The three women were brought before the magistrates, where the girls went into contortions, spasms, all the while screaming and writhing about in an exaggerated display. Good and Osborn denied any guilt, but the slave, Tituba, confessed to bewitching the girls. She was more than likely trying to save herself, because she went on to accuse others of bewitching the innocent. Among those she accused were Martha Corey, and Rebecca Nurse, both of whom were considered to be upstanding members of the community and church. Several of the accused witches confessed and then went on to name others, more than likely to save themselves. The local justice system became so overwhelmed that the newly appointed governor of Massachusetts established a special Court of Oyer and Terminer for the cases of witchcraft from Suffolk, Essex and Middlesex counties. The court handed down its first guilty verdict on June 2, 1692, and eight days later the “guilty” woman, Bridget Bishop, was hanged. Five more people hanged in July, and another eight in September. In addition, seven other people that were accused of witchcraft died in jail. Martha Corey’s elderly husband, Giles Corey, was pressed to death by stones after he refused to enter a plea at his arraignment.

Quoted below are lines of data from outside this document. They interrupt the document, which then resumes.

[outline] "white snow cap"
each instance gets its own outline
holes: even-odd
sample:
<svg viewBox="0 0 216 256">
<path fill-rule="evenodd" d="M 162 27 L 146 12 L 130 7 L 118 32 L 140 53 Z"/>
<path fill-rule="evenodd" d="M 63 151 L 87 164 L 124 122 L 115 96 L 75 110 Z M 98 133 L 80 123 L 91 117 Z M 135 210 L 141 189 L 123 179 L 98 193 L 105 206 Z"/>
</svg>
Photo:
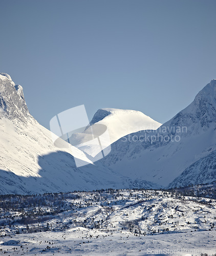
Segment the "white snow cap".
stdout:
<svg viewBox="0 0 216 256">
<path fill-rule="evenodd" d="M 1 77 L 2 79 L 7 78 L 9 79 L 9 80 L 11 80 L 11 81 L 12 81 L 11 77 L 10 77 L 10 76 L 9 75 L 8 75 L 8 74 L 6 74 L 6 73 L 0 73 L 0 75 L 5 77 Z"/>
</svg>

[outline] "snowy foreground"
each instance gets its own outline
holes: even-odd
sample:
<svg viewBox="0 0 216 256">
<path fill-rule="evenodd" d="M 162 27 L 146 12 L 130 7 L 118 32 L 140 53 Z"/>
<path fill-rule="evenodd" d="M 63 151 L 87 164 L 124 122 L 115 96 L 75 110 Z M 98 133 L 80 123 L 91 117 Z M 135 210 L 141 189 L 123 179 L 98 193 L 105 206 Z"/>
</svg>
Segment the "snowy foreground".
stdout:
<svg viewBox="0 0 216 256">
<path fill-rule="evenodd" d="M 214 189 L 1 196 L 0 254 L 213 255 Z"/>
</svg>

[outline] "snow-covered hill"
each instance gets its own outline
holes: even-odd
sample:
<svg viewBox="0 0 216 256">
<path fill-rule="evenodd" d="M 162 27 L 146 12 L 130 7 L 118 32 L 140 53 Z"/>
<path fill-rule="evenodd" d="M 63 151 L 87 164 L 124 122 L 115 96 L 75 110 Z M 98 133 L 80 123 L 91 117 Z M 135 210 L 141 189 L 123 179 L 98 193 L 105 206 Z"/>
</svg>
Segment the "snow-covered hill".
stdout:
<svg viewBox="0 0 216 256">
<path fill-rule="evenodd" d="M 215 255 L 211 198 L 109 189 L 8 196 L 0 206 L 0 254 Z"/>
<path fill-rule="evenodd" d="M 211 155 L 216 150 L 215 133 L 214 79 L 156 131 L 125 136 L 113 143 L 111 153 L 100 161 L 120 174 L 164 186 L 180 176 L 182 182 L 176 180 L 173 186 L 184 185 L 183 181 L 205 183 L 216 180 L 215 155 Z"/>
<path fill-rule="evenodd" d="M 140 111 L 117 109 L 102 109 L 95 114 L 90 126 L 80 133 L 73 134 L 70 143 L 88 155 L 95 157 L 101 151 L 93 134 L 103 133 L 104 127 L 109 133 L 106 146 L 127 134 L 145 130 L 156 130 L 161 123 Z M 97 136 L 95 136 L 97 137 Z"/>
<path fill-rule="evenodd" d="M 78 148 L 56 147 L 55 135 L 30 115 L 21 87 L 5 74 L 0 75 L 0 194 L 132 186 L 129 179 L 93 164 Z M 74 157 L 89 164 L 77 168 Z"/>
</svg>

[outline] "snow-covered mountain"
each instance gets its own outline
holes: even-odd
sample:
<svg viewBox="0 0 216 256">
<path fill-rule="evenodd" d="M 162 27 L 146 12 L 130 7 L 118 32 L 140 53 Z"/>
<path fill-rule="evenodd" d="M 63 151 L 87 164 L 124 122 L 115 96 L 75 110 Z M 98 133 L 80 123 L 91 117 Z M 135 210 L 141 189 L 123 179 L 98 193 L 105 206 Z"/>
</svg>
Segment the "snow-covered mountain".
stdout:
<svg viewBox="0 0 216 256">
<path fill-rule="evenodd" d="M 97 135 L 102 134 L 104 129 L 109 133 L 109 138 L 105 142 L 107 147 L 127 134 L 144 130 L 156 130 L 161 125 L 140 111 L 102 109 L 95 114 L 90 125 L 84 132 L 72 134 L 70 143 L 94 157 L 101 148 L 98 140 L 93 139 Z"/>
<path fill-rule="evenodd" d="M 67 148 L 56 147 L 53 136 L 29 113 L 21 87 L 15 86 L 10 76 L 2 73 L 0 194 L 133 186 L 129 179 L 100 163 L 93 164 L 78 148 L 71 145 Z M 89 164 L 77 168 L 74 157 Z M 148 187 L 152 185 L 148 184 Z"/>
<path fill-rule="evenodd" d="M 164 186 L 205 183 L 216 180 L 215 133 L 214 79 L 156 131 L 120 139 L 100 161 L 119 174 Z"/>
</svg>

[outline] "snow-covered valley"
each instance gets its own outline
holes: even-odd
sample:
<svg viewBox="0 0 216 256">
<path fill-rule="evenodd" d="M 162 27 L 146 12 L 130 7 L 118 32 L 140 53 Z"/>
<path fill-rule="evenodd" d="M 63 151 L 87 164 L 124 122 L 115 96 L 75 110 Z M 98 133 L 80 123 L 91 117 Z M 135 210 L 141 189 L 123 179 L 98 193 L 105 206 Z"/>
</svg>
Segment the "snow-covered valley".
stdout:
<svg viewBox="0 0 216 256">
<path fill-rule="evenodd" d="M 0 252 L 212 255 L 215 184 L 188 189 L 3 196 Z"/>
</svg>

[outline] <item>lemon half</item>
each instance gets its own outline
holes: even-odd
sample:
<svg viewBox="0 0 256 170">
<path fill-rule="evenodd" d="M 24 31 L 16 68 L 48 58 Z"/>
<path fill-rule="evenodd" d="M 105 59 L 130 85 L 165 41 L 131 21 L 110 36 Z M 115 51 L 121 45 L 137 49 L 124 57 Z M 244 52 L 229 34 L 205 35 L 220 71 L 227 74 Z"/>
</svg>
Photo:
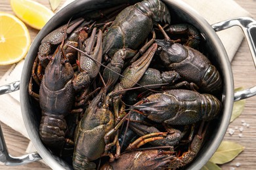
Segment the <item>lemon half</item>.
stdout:
<svg viewBox="0 0 256 170">
<path fill-rule="evenodd" d="M 15 14 L 32 27 L 41 29 L 54 13 L 43 5 L 31 0 L 11 0 Z"/>
<path fill-rule="evenodd" d="M 0 12 L 0 65 L 9 65 L 24 58 L 30 46 L 25 24 L 15 16 Z"/>
</svg>

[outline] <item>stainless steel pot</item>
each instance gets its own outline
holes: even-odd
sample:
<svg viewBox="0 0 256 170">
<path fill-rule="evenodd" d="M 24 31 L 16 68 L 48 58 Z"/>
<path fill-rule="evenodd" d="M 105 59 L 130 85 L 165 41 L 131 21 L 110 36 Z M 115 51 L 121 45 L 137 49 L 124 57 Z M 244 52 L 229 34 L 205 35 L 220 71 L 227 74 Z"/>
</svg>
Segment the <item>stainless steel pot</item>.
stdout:
<svg viewBox="0 0 256 170">
<path fill-rule="evenodd" d="M 196 11 L 179 0 L 162 0 L 168 7 L 172 16 L 194 25 L 205 38 L 206 51 L 211 54 L 210 60 L 217 65 L 224 81 L 223 92 L 223 109 L 218 119 L 211 122 L 211 135 L 205 142 L 196 159 L 188 169 L 199 169 L 209 160 L 221 144 L 229 125 L 234 101 L 256 95 L 256 86 L 234 94 L 233 75 L 230 63 L 225 49 L 215 31 L 234 26 L 238 26 L 244 31 L 253 61 L 256 65 L 256 21 L 250 18 L 228 20 L 210 26 Z M 133 1 L 133 2 L 131 2 Z M 0 162 L 7 165 L 18 165 L 43 160 L 54 169 L 72 169 L 70 165 L 52 154 L 44 146 L 39 137 L 40 112 L 37 109 L 28 92 L 33 62 L 37 55 L 41 40 L 54 28 L 68 20 L 73 16 L 79 16 L 92 9 L 104 8 L 124 3 L 134 3 L 129 0 L 79 0 L 75 1 L 58 12 L 38 33 L 33 41 L 25 60 L 20 80 L 20 101 L 22 116 L 31 141 L 38 152 L 29 154 L 19 158 L 11 156 L 7 151 L 0 126 Z M 0 87 L 0 94 L 18 89 L 19 82 Z M 214 128 L 213 128 L 214 127 Z"/>
</svg>

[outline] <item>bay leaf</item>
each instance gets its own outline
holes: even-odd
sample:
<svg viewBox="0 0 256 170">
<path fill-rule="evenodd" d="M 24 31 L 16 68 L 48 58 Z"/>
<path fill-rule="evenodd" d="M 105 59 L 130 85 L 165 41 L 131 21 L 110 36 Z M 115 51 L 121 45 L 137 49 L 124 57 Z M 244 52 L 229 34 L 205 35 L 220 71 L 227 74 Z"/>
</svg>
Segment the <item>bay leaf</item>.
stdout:
<svg viewBox="0 0 256 170">
<path fill-rule="evenodd" d="M 49 0 L 49 1 L 52 10 L 54 11 L 60 6 L 61 0 Z"/>
<path fill-rule="evenodd" d="M 215 169 L 215 170 L 221 170 L 221 168 L 216 165 L 216 163 L 208 161 L 205 165 L 203 165 L 203 167 L 201 169 L 201 170 L 211 170 L 211 169 Z"/>
<path fill-rule="evenodd" d="M 209 161 L 217 164 L 226 163 L 234 160 L 244 148 L 234 142 L 223 141 Z"/>
<path fill-rule="evenodd" d="M 238 88 L 234 90 L 234 92 L 238 92 L 244 90 L 244 88 Z M 245 99 L 240 100 L 234 103 L 233 111 L 231 116 L 230 123 L 236 118 L 241 115 L 245 105 Z"/>
</svg>

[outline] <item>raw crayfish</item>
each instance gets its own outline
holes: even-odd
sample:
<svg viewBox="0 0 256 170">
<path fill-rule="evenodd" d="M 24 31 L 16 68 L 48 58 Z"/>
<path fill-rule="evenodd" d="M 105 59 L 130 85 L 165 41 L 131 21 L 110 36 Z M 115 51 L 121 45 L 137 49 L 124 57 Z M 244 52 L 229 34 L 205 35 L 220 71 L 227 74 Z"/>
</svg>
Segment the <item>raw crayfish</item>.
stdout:
<svg viewBox="0 0 256 170">
<path fill-rule="evenodd" d="M 200 34 L 192 26 L 160 26 L 171 22 L 160 0 L 144 0 L 111 18 L 108 25 L 106 18 L 82 17 L 42 41 L 29 86 L 42 110 L 40 137 L 60 157 L 66 152 L 53 148 L 74 147 L 75 169 L 184 167 L 201 148 L 204 122 L 221 113 L 217 68 L 199 52 Z M 62 41 L 53 42 L 55 35 Z M 32 92 L 37 85 L 39 95 Z"/>
</svg>

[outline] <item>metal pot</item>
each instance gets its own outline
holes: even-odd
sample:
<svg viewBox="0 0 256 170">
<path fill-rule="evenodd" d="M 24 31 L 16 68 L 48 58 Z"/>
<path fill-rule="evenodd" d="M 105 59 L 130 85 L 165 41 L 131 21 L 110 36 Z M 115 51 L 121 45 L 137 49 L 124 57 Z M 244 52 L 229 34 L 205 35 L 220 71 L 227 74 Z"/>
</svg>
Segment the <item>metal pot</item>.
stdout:
<svg viewBox="0 0 256 170">
<path fill-rule="evenodd" d="M 131 2 L 133 1 L 133 2 Z M 29 154 L 19 158 L 11 156 L 7 151 L 3 132 L 0 126 L 0 162 L 7 165 L 18 165 L 23 163 L 43 160 L 53 169 L 72 169 L 60 158 L 54 156 L 43 144 L 39 137 L 39 125 L 41 113 L 33 103 L 28 92 L 28 86 L 31 76 L 33 62 L 37 56 L 37 49 L 41 39 L 54 29 L 68 20 L 73 16 L 81 15 L 92 9 L 104 8 L 124 3 L 134 3 L 129 0 L 80 0 L 75 1 L 59 11 L 38 33 L 33 41 L 25 60 L 20 80 L 20 101 L 22 116 L 31 141 L 37 152 Z M 222 114 L 217 120 L 210 125 L 211 135 L 203 144 L 195 160 L 187 168 L 199 169 L 210 159 L 221 144 L 229 125 L 234 101 L 250 97 L 256 95 L 256 87 L 234 94 L 233 75 L 230 63 L 225 49 L 215 31 L 230 27 L 233 26 L 241 27 L 247 40 L 254 63 L 256 65 L 256 21 L 250 18 L 231 19 L 210 26 L 191 7 L 181 1 L 162 0 L 169 8 L 173 16 L 194 25 L 205 38 L 206 50 L 211 54 L 210 60 L 217 65 L 223 78 Z M 4 93 L 18 90 L 19 82 L 5 86 Z M 1 90 L 1 89 L 0 89 Z M 0 90 L 0 94 L 1 90 Z M 213 128 L 214 127 L 214 128 Z"/>
</svg>

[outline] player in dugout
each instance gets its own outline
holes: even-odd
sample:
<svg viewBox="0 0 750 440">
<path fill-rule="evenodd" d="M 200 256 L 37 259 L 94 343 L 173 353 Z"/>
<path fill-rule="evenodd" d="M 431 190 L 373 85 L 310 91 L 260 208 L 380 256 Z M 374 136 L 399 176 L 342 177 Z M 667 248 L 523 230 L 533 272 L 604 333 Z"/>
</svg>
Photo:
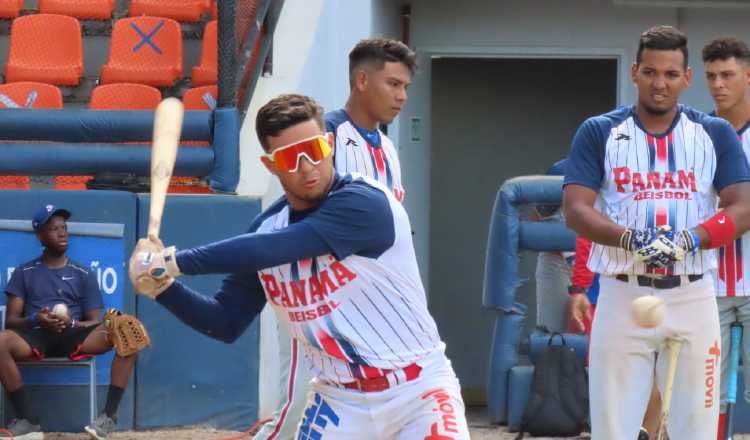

A respected minister, Cotton Mather, had warned that the dubious value of spectral evidence (testimony about dreams and visions), wasn’t a reasonable or rational value to use as a judgment of someone. Cotton’s father, Increase Mather, was president of Harvard College, and he stood with his son in urging the courts that the standards for evidence of witchcraft should be equal to those of any other crime. His conclusion was, “It would be better that ten suspected witches may escape than one innocent person be condemned.” In October, the governor dissolved the court of Oyer and Terminer, and mandated that its successor disregard the use of spectral evidence. Trials began to dwindle and by early 1693 the governor had pardoned and released all those in prison on the charges of witchcraft.
The damage to the community had been done, but the pain and resentment continued to linger even after the Massachusetts Colony passed legislation that restored the good names of the condemned and provided restitution to their heirs in 1711. Neither of which made the wrong done to their ancestors right. The graphic and agonizing legacy of the trials has continued to endure to this day. An example of the lasting bitterness and hurt is Arthur Miller’s dramatization of the events in a play entitled “The Crucible” in 1953. He used Salem as an symbol for the anti-communist “witch hunts” led by Senator Joseph McCarthy in the 1950’s.
Now as promised here is my family history with regards to the Salem witch trials. Nicholas Noyes Jr. graduated from Harvard in 1667, and spent 13 years preaching in Haddam, Connecticut. He moved to Salem, Massachusetts in 1683 where he was a pastor until his death in Salem. Before the execution of Sarah Good on July 19, 1692, Reverend Nicholas Noyes, asked her to confess. Her famous last words to him were, “You are a liar! I am no more a witch than you are a wizard, and if you take away my life God will give you blood to drink.” Twenty-five years later, 9 days before his 70th birthday, he died of a hemorrhage and literally did choke on his own blood. The Reverend Nicholas Noyes officiated as a clergyman at the final hangings of those accused of witchcraft. He is reported as turning to the bodies of the victims and saying, “What a sad thing it is to see eight firebrands of hell hanging there.”